8/10
Solid horse western with beautiful Technicolor footage of wild horses
2 April 2015
I'm a big fan of a subgenre I tend to think of as "horse westerns," i.e. westerns where a single horse dominates the action and is the object of various humans' attempts to either raise it or catch it. These were usually in color (Technicolor, Cinecolor, Trucolor, etc.) and were made primarily in the 1940s and '50s, starting with 20th Century Fox's MY FRIEND FLICKA (1943) and including WILDFIRE (1945), THE RED STALLION (1947), THE STRAWBERRY ROAN (1948), THE GOLDEN STALLION (1949), TRIGGER JR. (1950), THE PALOMINO (1950), WILD STALLION (1952), THE LION AND THE HORSE (1952) and GYPSY COLT (1954), to name a few. These films usually included magnificent color footage of wild horses galloping en masse through the western landscape. The human stories may incite varying degrees of interest, although I tend to find them quite compelling. I would argue that THE GOLDEN STALLION, in which the hero goes to jail to prevent his horse from being charged with manslaughter and put to sleep, is the best of Roy Rogers' western features.

THE OUTLAW STALLION (1954) is quite close to being the best of the horse westerns I've seen, on a par, perhaps, with THE GOLDEN STALLION. Set in the modern era, it's got a plausible storyline in which characters we care about have conflicting positions which make one of the protagonists, an adolescent boy played by Billy Gray, vulnerable to the machinations of an unscrupulous horse trader seeking to get possession of a wild white stallion that has been caught and claimed by Billy. It all culminates in a spectacular sequence in which three massive vans loaded with illegally captured wild horses speed down perilous mountain highways toward the state line while a sheriff's posse races furiously--on horseback!--to stop them. I'm not sure I've ever seen such an elaborate horse-and-truck chase in a western before.

I didn't detect a single false note in the narrative and found the characters to be strong and believable and their actions driven by their personalities and not by the demands of genre formula. The small but solid cast is topped by Philip Carey as Doc, a veterinarian in love with Billy's widowed mom, played by Dorothy Patrick. The two adults have understandable differences of opinion about Billy's relationship with the newly-caught wild horse, which revives the mother's fear of a horse-related accident like the one that killed her husband (Billy's father). They also don't see eye-to-eye on the offer of the unctuous horse trader (Roy Roberts) to help Billy break the stallion, with Doc particularly suspicious of the newcomer. The actors are all excellent, especially young Billy Gray who went on to enter the idealized family life of "Father Knows Best" not long after finishing this film. The supporting cast includes Gordon Jones and Trevor Bardette as Roberts' shifty henchmen and Morris Ankrum as the dyspeptic sheriff.

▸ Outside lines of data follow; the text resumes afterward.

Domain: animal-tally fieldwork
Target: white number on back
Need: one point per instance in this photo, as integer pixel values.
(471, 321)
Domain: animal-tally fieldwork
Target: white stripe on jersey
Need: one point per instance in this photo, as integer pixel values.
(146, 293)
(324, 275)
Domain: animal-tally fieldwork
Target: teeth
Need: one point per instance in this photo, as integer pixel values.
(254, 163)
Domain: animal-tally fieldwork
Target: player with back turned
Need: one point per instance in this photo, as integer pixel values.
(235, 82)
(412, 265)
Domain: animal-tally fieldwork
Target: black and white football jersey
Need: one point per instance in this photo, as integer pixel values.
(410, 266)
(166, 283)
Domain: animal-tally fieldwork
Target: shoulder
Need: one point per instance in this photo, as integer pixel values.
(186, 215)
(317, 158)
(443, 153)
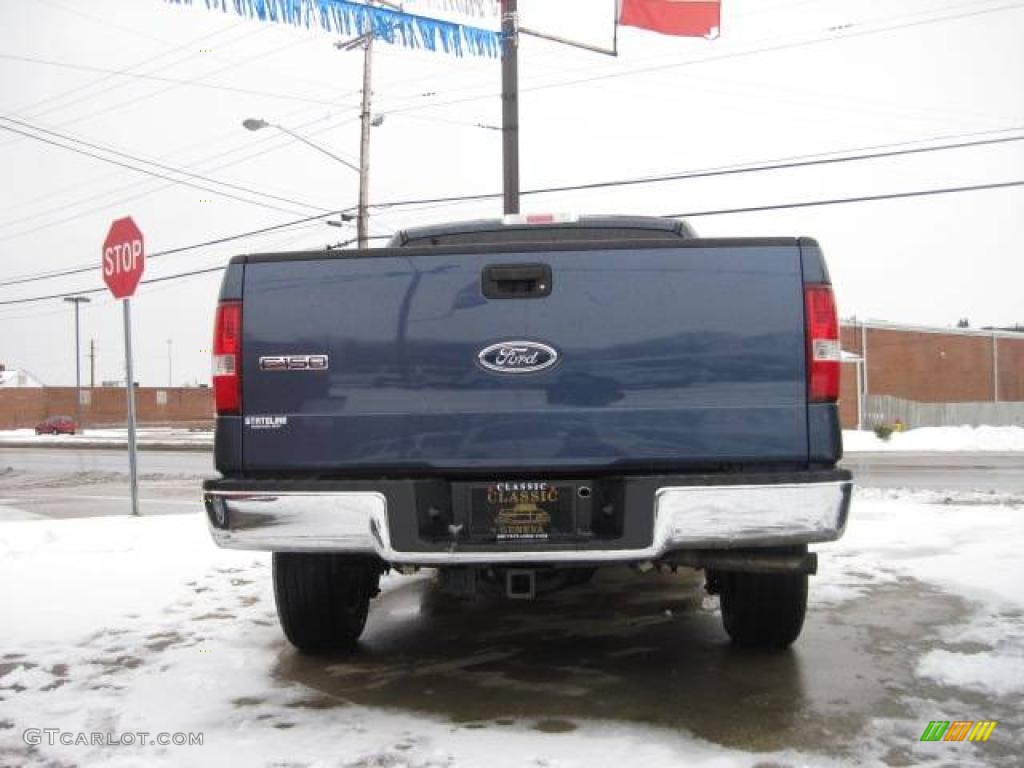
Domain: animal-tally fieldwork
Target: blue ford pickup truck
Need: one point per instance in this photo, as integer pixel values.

The director is Fred F. Sears, a B-movie auteur if ever there was one, who turned out 49 films in a wide variety of genres (and only four in color), nearly all for Columbia Pictures, in the years 1949-58, before dying an untimely death from a heart attack at the age of 44 with five films yet to be released. (OUTLAW STALLION was one of five films of his to be released in 1954.) Even when the scripts were at their most ludicrous, Sears always turned in a polished, professional job that made low-budget mass-produced formulaic films much more enjoyable than they might have been.

My only reservation about this film is the staging of a fight between two stallions midway through it. The fight looks awfully real, with the horses battering each other with their hooves and biting each other. I can't imagine that the producers would jeopardize the health and safety of their prize horses (and two of the real stars of the film) in such a manner, unless they simply waited till the last day of shooting to get the fight on camera. There is no Humane Society disclaimer on the film, not that such a thing was standard practice yet in 1954, but I would like to be reassured that the fight wasn't real.